Title
AWS re:Invent 2023 - Improve resilience of SAP workloads with AWS Support (SUP312)
Summary
- 3M collaborated with AWS support to enhance the resilience of their SAP workload.
- Kim Otto from 3M and AWS technical account managers Manik Chopra and Vijay Sitaram shared their experiences.
- AWS support provided various engagements like tabletop exercises, fault testing, and runbook reviews to improve disaster recovery (DR) exercises.
- 3M utilized AWS Resiliency Hub, Fault Injection Simulation, and CloudWatch Application Insights to modernize their SAP resiliency management.
- The session emphasized the importance of high availability, continuity of operations, and continuous resilience.
- Recovery Point Objective (RPO) and Recovery Time Objective (RTO) are critical metrics for system resiliency.
- Different categories of failures were discussed, including code deployment, core infrastructure, data corruption, dependencies, and regional outages.
- AWS services like AWS Health, Trusted Advisor, and CloudWatch were leveraged by 3M.
- The well-architected SAP with a lens, access to response and incident, business build and review runbooks, manage and operate resilience, test and validate recovery, and monitor and observe availability were key support engagements.
- 3M's SAP architecture includes two regions for production and non-production workloads, with a focus on identifying single points of failure.
- Trusted Advisor Priority and Resilience Hub were used to assess and improve the resilience of 3M's SAP systems.

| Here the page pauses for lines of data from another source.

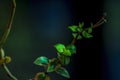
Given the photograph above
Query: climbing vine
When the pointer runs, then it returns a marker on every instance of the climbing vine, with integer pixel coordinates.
(64, 52)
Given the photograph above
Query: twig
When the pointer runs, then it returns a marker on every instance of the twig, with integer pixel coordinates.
(6, 33)
(100, 22)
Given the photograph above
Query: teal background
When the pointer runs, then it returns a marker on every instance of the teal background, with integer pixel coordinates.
(37, 27)
(39, 24)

- Fault Injection Service (FIS) was used to simulate and test various failure scenarios.
- CloudWatch Application Insights for SAP provided monitoring capabilities for both infrastructure and application metrics.
- Kim Otto highlighted the journey with AWS, focusing on reducing Mean Time to Recovery (MTTR), modernizing operations, and fostering a culture of resilience testing.
Insights
- The collaboration between 3M and AWS demonstrates the value of AWS support in enhancing the resilience of critical workloads.

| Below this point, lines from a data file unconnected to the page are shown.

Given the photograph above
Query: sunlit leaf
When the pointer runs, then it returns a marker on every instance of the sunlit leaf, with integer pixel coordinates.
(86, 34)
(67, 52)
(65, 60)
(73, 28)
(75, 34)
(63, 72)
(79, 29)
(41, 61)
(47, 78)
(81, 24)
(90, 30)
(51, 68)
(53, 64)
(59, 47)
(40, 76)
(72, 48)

- AWS Resiliency Hub and Fault Injection Simulation are powerful tools for assessing and testing the resilience of systems, allowing for proactive identification and mitigation of potential failure points.

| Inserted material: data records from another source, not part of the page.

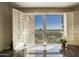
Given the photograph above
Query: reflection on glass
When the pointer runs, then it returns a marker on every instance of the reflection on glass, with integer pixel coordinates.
(38, 23)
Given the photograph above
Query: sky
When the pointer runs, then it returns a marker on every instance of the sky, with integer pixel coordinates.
(52, 22)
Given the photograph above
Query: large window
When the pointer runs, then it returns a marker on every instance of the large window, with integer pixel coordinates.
(48, 27)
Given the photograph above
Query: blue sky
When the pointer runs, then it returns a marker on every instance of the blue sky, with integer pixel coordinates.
(52, 22)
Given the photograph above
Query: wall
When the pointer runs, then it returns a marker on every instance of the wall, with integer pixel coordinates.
(5, 26)
(73, 27)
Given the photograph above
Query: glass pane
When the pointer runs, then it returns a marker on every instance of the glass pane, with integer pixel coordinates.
(53, 28)
(38, 25)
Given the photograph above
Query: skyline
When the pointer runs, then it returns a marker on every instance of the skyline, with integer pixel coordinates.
(52, 22)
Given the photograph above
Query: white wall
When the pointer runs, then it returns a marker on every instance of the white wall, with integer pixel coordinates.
(5, 26)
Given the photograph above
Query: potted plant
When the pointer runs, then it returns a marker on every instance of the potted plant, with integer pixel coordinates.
(63, 42)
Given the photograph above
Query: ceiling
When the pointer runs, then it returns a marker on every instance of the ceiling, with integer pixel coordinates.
(43, 4)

- The use of AWS services for monitoring and observability, such as CloudWatch Application Insights, is crucial for maintaining system health and quickly identifying issues.
- The integration of Trusted Advisor and Resilience Hub provides a comprehensive view of system resilience and actionable recommendations for improvement.
- The session highlighted the importance of continuous resilience practices, including regular DR testing and updating runbooks for cloud environments.
- The focus on RPO and RTO metrics underscores the need for businesses to align their technical resilience strategies with their business continuity requirements.
- The journey of 3M serves as a case study for other organizations looking to improve their system resilience on AWS, particularly for complex and mission-critical applications like SAP.
- The emphasis on cross-team communication and collaboration is key to successful resilience management, as it involves both infrastructure and application teams.
- The session provided insights into the evolving nature of cloud services and the importance of staying current with new features and best practices to maintain a resilient infrastructure.